Seasonal and solar wind control of the reconnection line location at the Earth’s dayside magnetopause

Friday, 14 July 2017: 09:15
Furong Room (Cynn Hotel)
Yasuto Hoshi1, Hiroshi Hasegawa2, Naritoshi Kitamura3 and Yoshifumi Saito3, (1)University of Tokyo, Bunkyo-ku, Japan, (2)JAXA Japan Aerospace Exploration Agency, Institute of Space and Astronautical Science, Sagamihara, Japan, (3)ISAS Institute of Space and Astronautical Science, Kanagawa, Japan
Abstract:
Magnetic reconnection at the dayside magnetopause is the most important process by which solar wind energy enters the magnetosphere. Under southward and/or predominantly dawn-dusk IMF conditions, magnetic reconnection takes place along an extended reconnection line at low latitudes, called the X-line. In recent years, some models and observations showed that finite dipole tilt or IMF Bcontrols the X-line location by moving it northward or southward from the subsolar point.

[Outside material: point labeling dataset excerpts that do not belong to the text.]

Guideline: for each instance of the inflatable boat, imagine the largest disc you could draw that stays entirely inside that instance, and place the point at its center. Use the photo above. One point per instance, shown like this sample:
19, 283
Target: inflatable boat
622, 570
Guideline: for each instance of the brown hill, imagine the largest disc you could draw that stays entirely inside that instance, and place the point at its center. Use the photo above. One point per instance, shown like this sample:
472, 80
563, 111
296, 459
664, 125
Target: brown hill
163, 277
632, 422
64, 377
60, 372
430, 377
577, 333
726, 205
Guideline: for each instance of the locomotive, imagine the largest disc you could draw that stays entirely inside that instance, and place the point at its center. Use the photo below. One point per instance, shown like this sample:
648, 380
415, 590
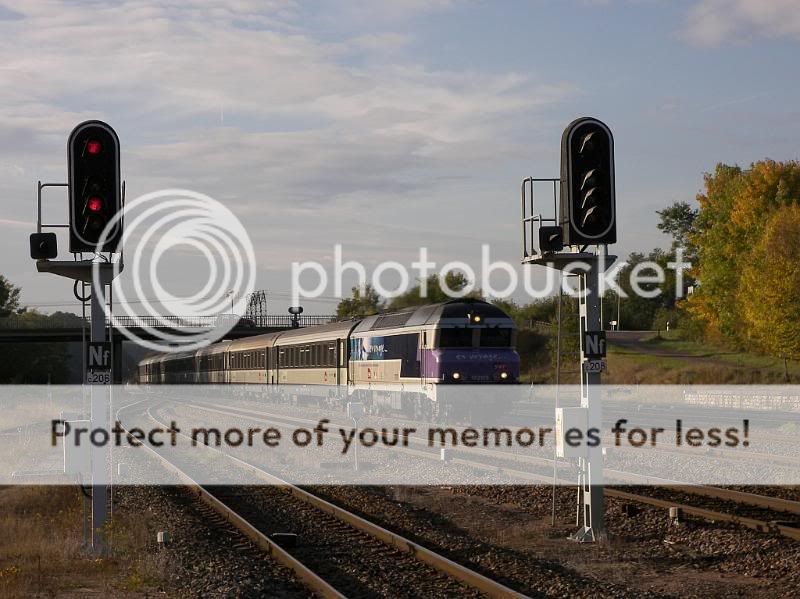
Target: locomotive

Although the X-line location is an important parameter in solar wind energy transport, its dependence on dipole tilt and IMF Bis not yet made clear based on statistical observational studies. We statistically estimated the X-line location by investigating the occurrence pattern of reconnection jets observed at the dayside magnetopause. Used here are plasma and magnetic field data taken in the dayside magnetopause region within the magnetic local time range of 10 to 14 hours from 10 years of observations by the THEMIS spacecraft. Among full magnetopause crossing events, flows with a speed tangential to the magnetopause exceeding 150 km/s, which is of the order of the Alfvén speed in the magnetosheath, are chosen as candidates of the reconnection jets. The Walén relation is used to test whether the flow was generated by reconnection, and a total of 715 jets were identified. We estimated the X-lne location by the direction and position of the identified jets. The average X-line location was estimated by determining a linear discriminant function that minimizes the occurrence probability of the southward jets on the northern side of the estimated X-line or the northward jets on the southern side. It was found that the X-line location shifts about 6 Earth radii from the subsolar point toward the winter hemisphere under the largest dipole tilt. This is also the first study that reveals that the X-line location shifts about 2.5 Earth radii from the subsolar point when the IMF BX component is large. The results demonstrate that the effect of dipole tilt on the X-line position is larger than that of the IMF BX component. To summarize, the dipole tilt dependence of the X-line location suggests that efficiency of energy transport into the magnetosphere by dayside magnetic reconnection during southward IMF may decrease when the dipole tilt is large.